Argentina marcha pela regularização da maconha medicinal
Crianças com epilepsia refratária e mães cultivadoras lideram uma manifestação massiva
Crianças com epilepsia refratária, em suas cadeiras de rodas, encabeçaram a Marcha Mundial da Maconha em Buenos Aires. Segundo os organizadores, 150.000 pessoas manifestaram-se pela regularização do cultivo e consumo da planta e a legalização do seu uso medicinal. Como sempre, fantasias coloridas e enormes cigarros de maconha festivos deram cor a uma mobilização que, na Argentina, foi realizada em 17 locais diferentes.

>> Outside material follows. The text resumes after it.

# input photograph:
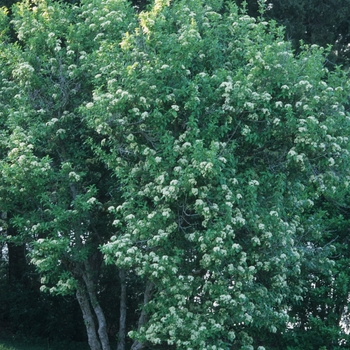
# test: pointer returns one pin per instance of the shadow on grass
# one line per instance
(39, 344)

A extensa coluna completou o trajeto inteiro da avenida de Maio, que em Buenos Aires tem 1.700 metros até a Casa do Governo com o Congresso Nacional. As mães, reunidas nas associações Cannabis Medicinal Argentina (Cameda) e Mamãe Cultiva, completaram todo o trajeto junto com organizações de cultivadores e usuários recreativos. Ao chegarem, apresentaram o argumento da manifestação ali mesmo, diante do Congresso, enquanto oradores subiam e desciam do caminhão que serviu de cenário para o protesto.
Uma das crianças presentes passou por um ataque de epilepsia, igual ao que centenas de famílias na Argentina devem presenciar até 60 ou 70 vezes por dia. Seu corpo arqueou-se e sua visão ficou desbotada. O episódio foi perturbador para todos os presentes, porque, como dizem as famílias, “todos sofrem com o ataque, não apenas a criança”. São essas famílias quem mais impulsionam o pedido pela regularização do cannabis. Concordam que o óleo que preparam com as flores de maconha “mudou suas vidas”.
“Passamos de caminhar nos hospitais a caminhar no Congresso, e agora a rua pede o cultivo coletivo do cannabis com fins medicinais. Nossos filhos não podem esperar”, afirmou Valeria Salech, uma das fundadoras do Mamãe Cultiva Argentina, sede local da organização não governamental, que nasceu no Chile.
Com uma pequena planta de maconha em sua mão, a mulher referiu-se aos avanços conquistados desde que começaram a se organizar: “As deputadas Diana Conti, Carolina Gaillard e Araceli Ferreyra receberam-nos no Congresso e nos ajudam a difundir a nossa luta. Também estamos interagindo com um comitê da área de Saúde da província de Buenos Aires”.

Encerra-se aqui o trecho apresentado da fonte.